Si la foi est confiance, elle est aussi fidélité. Parce que Dieu se montre fiable, celui ou celle qui lui fait confiance doit se montrer fidèle. Dans la Bible juive, le livre du prophète Osée exprime la relation entre Israël et son Dieu en matière de fidélité conjugale. Dieu, qui est fidèle, dit de son peuple qui le trompe (ici, le peuple est féminin, c’est le «elle»; vision patriarcale où Dieu est fidèle, donc un homme, où c’est seule la femme peut être adultère…):

«Je lui ferai rendre compte des jours des Baals auxquels elle brûlait des offrandes: elle se parait de ses anneaux et de ses bijoux, elle courait après ses amants et moi, elle m’oubliait! – oracle du SEIGNEUR. Eh bien, c’est moi qui vais la séduire, je la conduirai au désert et je regagnerai sa confiance.» (Bible juive, livre d’Osée, chapitre 2, versets 15-16)

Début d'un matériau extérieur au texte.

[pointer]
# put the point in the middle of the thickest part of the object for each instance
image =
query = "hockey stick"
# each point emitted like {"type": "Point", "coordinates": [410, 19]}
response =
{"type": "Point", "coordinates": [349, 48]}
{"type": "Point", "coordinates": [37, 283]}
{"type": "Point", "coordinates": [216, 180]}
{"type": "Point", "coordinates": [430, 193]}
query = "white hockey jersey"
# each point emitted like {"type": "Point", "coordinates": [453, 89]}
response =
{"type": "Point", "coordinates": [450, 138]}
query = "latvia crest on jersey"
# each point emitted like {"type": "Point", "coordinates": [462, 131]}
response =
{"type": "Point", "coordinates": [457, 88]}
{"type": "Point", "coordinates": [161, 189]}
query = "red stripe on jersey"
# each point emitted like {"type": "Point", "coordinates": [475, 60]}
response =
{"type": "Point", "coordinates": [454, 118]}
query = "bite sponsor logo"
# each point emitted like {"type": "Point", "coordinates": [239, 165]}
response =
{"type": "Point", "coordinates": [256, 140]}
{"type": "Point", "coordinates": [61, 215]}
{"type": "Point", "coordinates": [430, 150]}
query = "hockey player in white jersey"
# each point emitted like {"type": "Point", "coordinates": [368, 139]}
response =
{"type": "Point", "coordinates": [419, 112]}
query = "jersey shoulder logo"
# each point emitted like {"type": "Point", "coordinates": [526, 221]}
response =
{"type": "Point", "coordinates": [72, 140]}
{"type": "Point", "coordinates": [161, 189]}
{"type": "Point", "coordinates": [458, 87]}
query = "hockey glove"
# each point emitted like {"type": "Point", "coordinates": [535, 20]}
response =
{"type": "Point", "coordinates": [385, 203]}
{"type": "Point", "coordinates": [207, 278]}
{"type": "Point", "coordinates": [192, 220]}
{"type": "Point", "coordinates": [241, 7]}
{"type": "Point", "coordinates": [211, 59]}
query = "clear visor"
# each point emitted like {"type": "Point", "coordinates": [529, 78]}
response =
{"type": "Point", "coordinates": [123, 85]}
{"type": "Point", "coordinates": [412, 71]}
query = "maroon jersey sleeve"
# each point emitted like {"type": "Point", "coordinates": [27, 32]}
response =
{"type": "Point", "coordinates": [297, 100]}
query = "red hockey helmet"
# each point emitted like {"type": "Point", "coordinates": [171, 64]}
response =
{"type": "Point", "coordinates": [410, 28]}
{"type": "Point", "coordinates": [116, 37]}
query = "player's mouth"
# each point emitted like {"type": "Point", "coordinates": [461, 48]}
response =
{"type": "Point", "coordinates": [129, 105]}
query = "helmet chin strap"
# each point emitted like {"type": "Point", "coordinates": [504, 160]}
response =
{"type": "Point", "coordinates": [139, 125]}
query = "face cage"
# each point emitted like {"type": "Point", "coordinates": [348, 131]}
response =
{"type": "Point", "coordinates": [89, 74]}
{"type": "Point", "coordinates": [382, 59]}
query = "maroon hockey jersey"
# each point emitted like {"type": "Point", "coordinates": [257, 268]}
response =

Et le théologien du quotidien a lui-même développé l’idée d’une éducation chrétienne comme éducation à la confiance. Voici un extrait d’un article paru dans les Cahiers de l’ILTP, la revue de l’Institut lémanique de théologie pratique: O. Bauer — Une éducation à la foi, de la foi, dans la foi et par la foi — 2017:

«Comme toutes les religions, le christianisme donne lui aussi un sujet et des objets spécifiques à la foi. Le théologien allemand Rudolf Bultmann en rappelle la spécificité : “Le propre de la foi chrétienne est de reconnaître Jésus comme Seigneur (reconnaître signifie ici: ‘tenir pour certain’) en même temps qu’on confesse le miracle de sa résurrection” (Bultmann, 1976: 73). Être chrétien, c’est donc faire confiance à Dieu, sans pouvoir en donner d’autres justifications, ni d’autres raisons que d’affirmer : “Je tiens pour vrai que Dieu s’est montré absolument fidèle, puisqu’il a ressuscité Jésus que des hommes avaient crucifié”. C’est donc la fidélité de Dieu qui provoque la confiance du chrétien. Et c’est donc bien la foi reçue passivement (fides qua creditur) qui lui permet de croire. Mais cette dimension passive de la foi chrétienne s’accompagne d’une dimension active. Car la fidélité de Dieu exige qu’en retour, le chrétien se montre lui aussi fiable (Ortigues, sans date : 2). J’ajoute que ce critère de fiabilité (ou de crédibilité) vaut tout autant pour les croyances, les dogmes, les éthiques, les praxis (fides quae creditur). Pour pouvoir être crus, il faut que les contenus de la foi soient crédibles, c’est-à-dire qu’ils s’intègrent aux savoirs partagés et répondent aux exigences des contextes sociaux et culturels particuliers. En même temps, il faut qu’ils restent fidèles (nous restons dans le champ sémantique de la foi) à l’Évangile, dans ses interprétations chrétiennes confessionnelles.»

Et si vous vous posez encore des questions sur sa connexion réseau (vous ne devriez pas, car seule la théologie importe), sachez que le théologien du quotidien a cliqué sur «se fier»! Sachez aussi qu’il s’efforce d’être plus rigoureux dans sa foi!